Graham looked at Kerry. There was an innocence about her that hadn’t been stolen from her by life. That was good, for her, especially given what Africa had thrown at her already. Perhaps she was one of those people who were made stronger by adversity. She had lost her mother and Graham knew how hard it could be to lose a loved one. But the death of her parent was not her fault.
That was the difference.
‘What rules are good?’ she asked.
‘You’re taking a malaria prophylactic? Pills?’
‘Yes, I am,’ she said.
‘Good. You look like the sort who would.’
‘The sort who keeps their arms and legs covered and sprays with repellent in the evenings?’
‘Yes.’
‘Are you mocking me?’
‘No.’ He managed a smile. ‘Not right now, at least. Big towns like Victoria Falls are where there’s a high risk of malaria – plenty of people here will be carrying the disease and the mosquitos spread it from person to person.’
‘Why are you so concerned about malaria, but happy to drink and smoke yourself to death?’
‘Malaria kills about twenty million people a year and it’s preventable.’
‘Yes, I read that,’ she said.
‘Well,’ he sighed, ‘what you didn’t read was that my wife was one of those people. She caught cerebral malaria and died.’

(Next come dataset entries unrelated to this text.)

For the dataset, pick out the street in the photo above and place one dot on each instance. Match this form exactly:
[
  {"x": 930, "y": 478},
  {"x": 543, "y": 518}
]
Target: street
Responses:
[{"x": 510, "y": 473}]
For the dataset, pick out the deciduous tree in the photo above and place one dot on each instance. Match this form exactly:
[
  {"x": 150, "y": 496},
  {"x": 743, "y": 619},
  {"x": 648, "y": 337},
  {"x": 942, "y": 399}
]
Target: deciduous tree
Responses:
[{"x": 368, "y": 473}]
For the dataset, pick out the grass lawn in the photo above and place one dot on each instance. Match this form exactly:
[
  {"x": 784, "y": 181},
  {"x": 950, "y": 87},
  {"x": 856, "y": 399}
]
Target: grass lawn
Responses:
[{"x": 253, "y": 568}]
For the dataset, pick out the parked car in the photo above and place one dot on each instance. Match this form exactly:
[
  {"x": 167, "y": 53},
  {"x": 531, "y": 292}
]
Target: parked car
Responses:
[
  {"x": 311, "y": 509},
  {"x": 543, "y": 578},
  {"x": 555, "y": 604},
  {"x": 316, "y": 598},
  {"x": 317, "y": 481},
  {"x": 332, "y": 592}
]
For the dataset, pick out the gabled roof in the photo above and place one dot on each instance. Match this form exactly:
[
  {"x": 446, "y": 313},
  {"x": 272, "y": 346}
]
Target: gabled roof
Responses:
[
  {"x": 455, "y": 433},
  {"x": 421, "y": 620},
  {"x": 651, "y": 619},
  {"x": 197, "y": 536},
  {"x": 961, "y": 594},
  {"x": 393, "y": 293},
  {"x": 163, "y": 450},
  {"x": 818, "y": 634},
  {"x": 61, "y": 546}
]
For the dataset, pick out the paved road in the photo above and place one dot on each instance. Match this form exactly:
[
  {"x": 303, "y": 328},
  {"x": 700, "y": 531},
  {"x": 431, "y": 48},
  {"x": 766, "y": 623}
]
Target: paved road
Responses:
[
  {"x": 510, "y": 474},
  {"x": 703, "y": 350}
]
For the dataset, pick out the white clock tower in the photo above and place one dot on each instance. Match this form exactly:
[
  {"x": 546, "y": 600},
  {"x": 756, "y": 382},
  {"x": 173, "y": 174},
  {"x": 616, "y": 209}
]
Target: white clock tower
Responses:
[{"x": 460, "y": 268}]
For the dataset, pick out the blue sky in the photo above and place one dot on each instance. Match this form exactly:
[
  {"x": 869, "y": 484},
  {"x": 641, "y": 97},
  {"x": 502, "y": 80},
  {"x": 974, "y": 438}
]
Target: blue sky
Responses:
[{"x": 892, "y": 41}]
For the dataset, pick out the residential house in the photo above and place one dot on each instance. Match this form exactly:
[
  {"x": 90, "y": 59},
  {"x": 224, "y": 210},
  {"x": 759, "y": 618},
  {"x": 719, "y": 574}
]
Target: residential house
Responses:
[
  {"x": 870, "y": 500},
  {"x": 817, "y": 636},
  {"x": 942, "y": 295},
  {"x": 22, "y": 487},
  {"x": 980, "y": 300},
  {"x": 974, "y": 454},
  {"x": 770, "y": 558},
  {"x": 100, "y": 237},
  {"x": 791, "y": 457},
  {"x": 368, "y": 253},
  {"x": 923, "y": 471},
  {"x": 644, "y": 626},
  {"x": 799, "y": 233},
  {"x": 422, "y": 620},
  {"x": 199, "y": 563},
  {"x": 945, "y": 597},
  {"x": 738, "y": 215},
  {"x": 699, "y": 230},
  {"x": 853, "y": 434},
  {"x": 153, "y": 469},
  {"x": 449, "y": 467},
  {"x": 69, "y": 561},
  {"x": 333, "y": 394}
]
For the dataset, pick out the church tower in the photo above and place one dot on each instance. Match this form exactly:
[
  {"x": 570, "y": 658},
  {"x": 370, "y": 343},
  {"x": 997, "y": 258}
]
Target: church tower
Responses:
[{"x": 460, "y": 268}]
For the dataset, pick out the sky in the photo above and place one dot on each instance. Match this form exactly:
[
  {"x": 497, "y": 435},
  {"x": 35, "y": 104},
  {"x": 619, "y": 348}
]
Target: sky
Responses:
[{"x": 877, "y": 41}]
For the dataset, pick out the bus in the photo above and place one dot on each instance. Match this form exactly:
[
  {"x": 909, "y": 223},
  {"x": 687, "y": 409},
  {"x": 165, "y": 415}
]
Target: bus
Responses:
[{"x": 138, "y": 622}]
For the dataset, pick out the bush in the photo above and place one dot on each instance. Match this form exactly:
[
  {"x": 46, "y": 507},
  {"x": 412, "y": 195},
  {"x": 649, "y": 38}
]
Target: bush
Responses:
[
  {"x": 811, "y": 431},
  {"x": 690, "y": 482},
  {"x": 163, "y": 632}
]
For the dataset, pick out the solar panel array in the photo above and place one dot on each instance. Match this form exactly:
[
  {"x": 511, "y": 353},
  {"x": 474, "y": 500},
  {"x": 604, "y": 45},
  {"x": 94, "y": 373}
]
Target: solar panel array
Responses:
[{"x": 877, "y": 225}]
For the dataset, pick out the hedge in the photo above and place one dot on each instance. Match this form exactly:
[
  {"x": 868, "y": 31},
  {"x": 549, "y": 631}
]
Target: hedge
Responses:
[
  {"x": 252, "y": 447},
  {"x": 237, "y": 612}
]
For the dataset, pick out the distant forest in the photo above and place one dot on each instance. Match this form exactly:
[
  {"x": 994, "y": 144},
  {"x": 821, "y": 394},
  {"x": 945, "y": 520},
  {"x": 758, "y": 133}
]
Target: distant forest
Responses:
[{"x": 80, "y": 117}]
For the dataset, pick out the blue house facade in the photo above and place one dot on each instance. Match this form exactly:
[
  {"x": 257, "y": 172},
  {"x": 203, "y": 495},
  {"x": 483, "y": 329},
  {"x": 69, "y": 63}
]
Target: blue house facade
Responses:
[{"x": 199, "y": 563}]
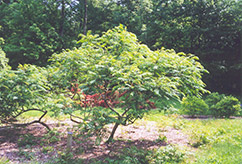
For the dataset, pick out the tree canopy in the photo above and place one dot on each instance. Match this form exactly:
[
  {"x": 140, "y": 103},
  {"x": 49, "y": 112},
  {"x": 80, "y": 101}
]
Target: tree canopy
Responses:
[{"x": 123, "y": 74}]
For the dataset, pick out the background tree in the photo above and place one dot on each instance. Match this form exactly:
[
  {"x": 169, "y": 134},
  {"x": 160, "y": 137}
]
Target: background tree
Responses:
[{"x": 33, "y": 30}]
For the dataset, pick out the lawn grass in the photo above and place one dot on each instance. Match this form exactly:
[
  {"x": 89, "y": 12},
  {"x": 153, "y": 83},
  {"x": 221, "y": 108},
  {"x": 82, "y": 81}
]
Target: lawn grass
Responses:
[
  {"x": 210, "y": 140},
  {"x": 214, "y": 140}
]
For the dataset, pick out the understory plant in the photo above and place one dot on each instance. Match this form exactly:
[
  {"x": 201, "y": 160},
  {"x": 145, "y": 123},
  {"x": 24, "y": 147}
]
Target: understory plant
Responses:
[
  {"x": 23, "y": 90},
  {"x": 221, "y": 105},
  {"x": 124, "y": 75},
  {"x": 194, "y": 106}
]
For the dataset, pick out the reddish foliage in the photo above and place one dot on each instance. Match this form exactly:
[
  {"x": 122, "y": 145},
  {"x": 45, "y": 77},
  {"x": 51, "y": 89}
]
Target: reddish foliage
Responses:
[{"x": 98, "y": 98}]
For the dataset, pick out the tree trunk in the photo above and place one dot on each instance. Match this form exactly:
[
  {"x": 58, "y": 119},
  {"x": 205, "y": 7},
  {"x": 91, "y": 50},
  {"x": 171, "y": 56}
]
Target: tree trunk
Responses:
[
  {"x": 241, "y": 63},
  {"x": 85, "y": 18},
  {"x": 112, "y": 133},
  {"x": 62, "y": 17}
]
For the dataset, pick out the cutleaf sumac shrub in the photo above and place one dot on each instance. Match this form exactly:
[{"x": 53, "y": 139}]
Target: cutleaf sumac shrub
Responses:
[
  {"x": 116, "y": 67},
  {"x": 23, "y": 90},
  {"x": 226, "y": 107},
  {"x": 192, "y": 105}
]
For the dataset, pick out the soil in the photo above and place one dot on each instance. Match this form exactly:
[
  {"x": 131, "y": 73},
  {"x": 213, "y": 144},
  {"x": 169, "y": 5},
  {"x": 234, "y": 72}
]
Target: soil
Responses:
[{"x": 143, "y": 135}]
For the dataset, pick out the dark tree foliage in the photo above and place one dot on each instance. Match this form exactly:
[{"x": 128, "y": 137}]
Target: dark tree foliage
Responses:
[
  {"x": 33, "y": 30},
  {"x": 210, "y": 29}
]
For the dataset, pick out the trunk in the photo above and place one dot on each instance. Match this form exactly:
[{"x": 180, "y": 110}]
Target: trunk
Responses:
[
  {"x": 62, "y": 17},
  {"x": 85, "y": 18},
  {"x": 241, "y": 63},
  {"x": 112, "y": 133}
]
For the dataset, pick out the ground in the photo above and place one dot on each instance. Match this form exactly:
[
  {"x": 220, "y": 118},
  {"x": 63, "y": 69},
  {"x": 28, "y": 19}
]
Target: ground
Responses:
[{"x": 41, "y": 147}]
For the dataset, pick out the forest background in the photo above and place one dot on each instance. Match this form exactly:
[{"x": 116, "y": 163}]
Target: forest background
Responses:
[{"x": 32, "y": 30}]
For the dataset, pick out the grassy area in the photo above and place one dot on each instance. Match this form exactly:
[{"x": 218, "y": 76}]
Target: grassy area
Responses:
[
  {"x": 214, "y": 140},
  {"x": 210, "y": 141}
]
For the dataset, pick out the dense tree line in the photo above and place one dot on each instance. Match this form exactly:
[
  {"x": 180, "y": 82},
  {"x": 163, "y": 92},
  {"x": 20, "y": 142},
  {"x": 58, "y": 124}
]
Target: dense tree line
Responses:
[{"x": 35, "y": 29}]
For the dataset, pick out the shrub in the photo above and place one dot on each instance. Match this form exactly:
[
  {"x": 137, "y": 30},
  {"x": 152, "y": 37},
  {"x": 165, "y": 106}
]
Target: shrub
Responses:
[
  {"x": 117, "y": 64},
  {"x": 169, "y": 154},
  {"x": 213, "y": 98},
  {"x": 227, "y": 107},
  {"x": 194, "y": 106}
]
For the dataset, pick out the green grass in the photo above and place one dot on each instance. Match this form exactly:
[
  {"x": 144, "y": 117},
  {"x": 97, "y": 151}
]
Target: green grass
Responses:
[{"x": 214, "y": 141}]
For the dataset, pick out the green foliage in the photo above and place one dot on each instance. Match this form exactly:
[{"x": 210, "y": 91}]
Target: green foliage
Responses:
[
  {"x": 31, "y": 30},
  {"x": 51, "y": 137},
  {"x": 168, "y": 154},
  {"x": 194, "y": 106},
  {"x": 227, "y": 107},
  {"x": 4, "y": 161},
  {"x": 48, "y": 149},
  {"x": 3, "y": 61},
  {"x": 25, "y": 89},
  {"x": 117, "y": 63},
  {"x": 26, "y": 154},
  {"x": 213, "y": 98},
  {"x": 27, "y": 139}
]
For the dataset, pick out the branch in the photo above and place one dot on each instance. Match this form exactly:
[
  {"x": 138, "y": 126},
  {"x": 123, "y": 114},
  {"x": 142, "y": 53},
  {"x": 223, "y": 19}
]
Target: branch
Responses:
[
  {"x": 27, "y": 124},
  {"x": 105, "y": 100},
  {"x": 23, "y": 111},
  {"x": 75, "y": 120}
]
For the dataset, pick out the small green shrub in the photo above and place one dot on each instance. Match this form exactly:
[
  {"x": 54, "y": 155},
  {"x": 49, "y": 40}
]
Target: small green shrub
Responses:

Her mouth fell open. ‘Oh, Graham. I’m so sorry. I didn’t know.’
‘How could you?’
‘I’m so very sorry.’ She paused. ‘Did you come here with her?’
‘Yes. That was the last time I saw the falls, with Carla, my wife. We should be getting back. Come.’
He turned away, not wanting to see her pitying expression any longer.
‘Yes, all right.’
‘Oh, by the way,’ he reached into his pocket, ‘I thought you might like this. It’s an old family heirloom.’ He handed her the carved stone pendant.